A federal appeals court declined to block Ali’s order on Sept. 6, and the Trump administration asked the Supreme Court on Sept. 8 to stay it. The next day Chief Justice John G. Roberts Jr. issued a brief pause on the portion of the order covering the $4 billion so the court could consider the appeal.
Solicitor General D. John Sauer wrote in the government’s filing to the Supreme Court that meeting the Sept. 30 deadline would be “untenable” because the administration would have to immediately start diplomatic negotiations with other nations about using funds it was opposed to spending.

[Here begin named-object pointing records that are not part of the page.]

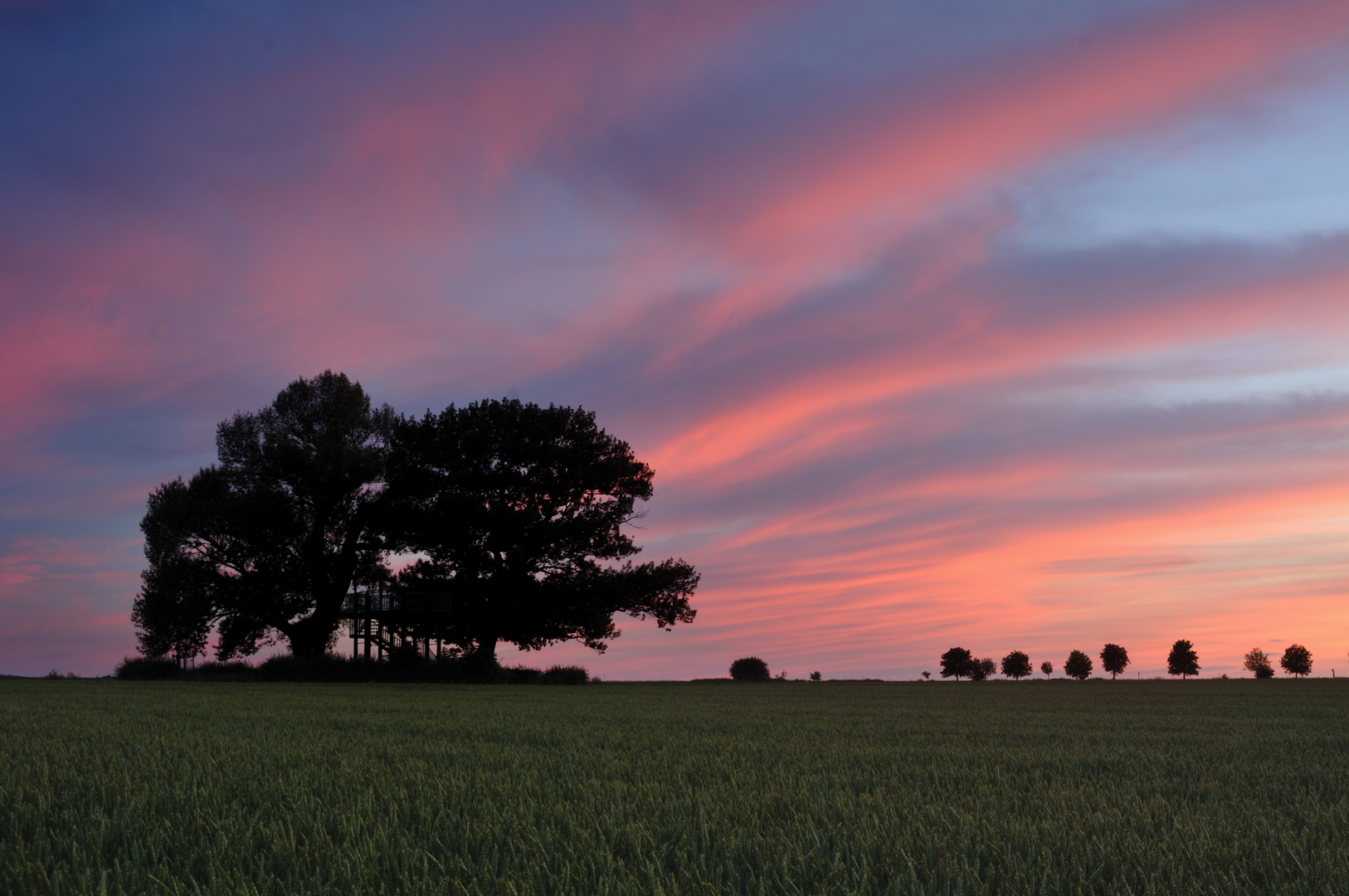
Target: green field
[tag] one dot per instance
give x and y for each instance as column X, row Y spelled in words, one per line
column 1131, row 787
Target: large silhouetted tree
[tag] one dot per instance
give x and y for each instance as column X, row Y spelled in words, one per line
column 519, row 512
column 1297, row 660
column 269, row 540
column 1258, row 663
column 957, row 663
column 517, row 509
column 1182, row 660
column 752, row 668
column 1113, row 659
column 1078, row 665
column 1016, row 665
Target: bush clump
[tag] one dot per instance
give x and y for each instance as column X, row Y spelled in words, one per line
column 144, row 668
column 400, row 668
column 749, row 668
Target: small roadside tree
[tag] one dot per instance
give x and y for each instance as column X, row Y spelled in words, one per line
column 1182, row 660
column 1297, row 660
column 1016, row 665
column 1078, row 665
column 957, row 663
column 749, row 668
column 1113, row 659
column 1258, row 663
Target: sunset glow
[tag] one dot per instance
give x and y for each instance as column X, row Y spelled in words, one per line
column 997, row 325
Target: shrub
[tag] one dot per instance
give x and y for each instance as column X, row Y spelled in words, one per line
column 749, row 668
column 566, row 675
column 144, row 668
column 235, row 671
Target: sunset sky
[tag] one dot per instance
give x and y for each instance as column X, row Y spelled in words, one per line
column 985, row 324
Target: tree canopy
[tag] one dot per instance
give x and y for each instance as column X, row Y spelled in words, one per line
column 1182, row 660
column 517, row 513
column 752, row 668
column 1258, row 663
column 1016, row 665
column 1113, row 659
column 1078, row 665
column 519, row 510
column 1297, row 660
column 957, row 663
column 269, row 540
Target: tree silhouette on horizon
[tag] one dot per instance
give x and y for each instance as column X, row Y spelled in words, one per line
column 1183, row 660
column 1297, row 660
column 517, row 513
column 1016, row 665
column 1078, row 665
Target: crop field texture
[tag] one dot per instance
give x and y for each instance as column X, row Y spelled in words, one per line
column 1129, row 787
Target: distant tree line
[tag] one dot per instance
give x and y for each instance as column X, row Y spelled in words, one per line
column 958, row 663
column 513, row 512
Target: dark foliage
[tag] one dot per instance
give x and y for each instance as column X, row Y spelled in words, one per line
column 981, row 670
column 749, row 668
column 1182, row 660
column 1016, row 665
column 1258, row 663
column 271, row 538
column 957, row 663
column 1078, row 665
column 146, row 670
column 1113, row 659
column 1297, row 660
column 519, row 510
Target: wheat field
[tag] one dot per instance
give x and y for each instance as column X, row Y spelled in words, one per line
column 1098, row 787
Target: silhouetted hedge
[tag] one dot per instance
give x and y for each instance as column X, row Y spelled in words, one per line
column 142, row 668
column 398, row 670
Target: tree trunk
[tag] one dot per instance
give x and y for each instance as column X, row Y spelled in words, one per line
column 485, row 654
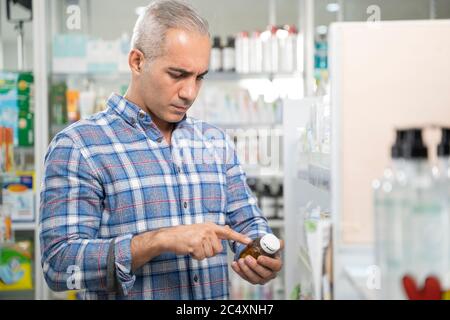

“The President can hardly speak with one voice in foreign affairs or in dealings with Congress when the district court is now forcing the Executive Branch to advocate against its own objectives,” Sauer wrote.
The international aid groups said in their filing that the Trump administration was enacting a power grab.
“The Administration is effectively asking the Supreme Court to bless its attempt to unlawfully accumulate power,” said Lauren Bateman, an attorney for Public Citizen Litigation Group, which is representing some of the plaintiffs.
Soon after being sworn in, Trump announced a hold on tens of billions of dollars in foreign assistance administered through the U.S. Agency for International Development and State Department, saying the spending was antithetical to the United States’ values and goals. Trump officials dismantled USAID in the months that followed.
Global health groups and other international aid groups sued in February, saying the cuts were illegal and would precipitate humanitarian crises in areas hard hit by famine, disease and war.
A divided Supreme Court ruled in April that Ali could order the Trump administration to repay about $2 billion in foreign aid work that had already been completed by contractors. The fight over what to do with the remaining money has played out in the intervening months.
The Supreme Court has – at least on a temporary basis – allowed the Trump administration to move forward with cuts in some cases. In two other decisions this year, a divided court allowed officials to cancel nearly $800 million in National Institutes of Health grants and up to $65 million in teacher training grants.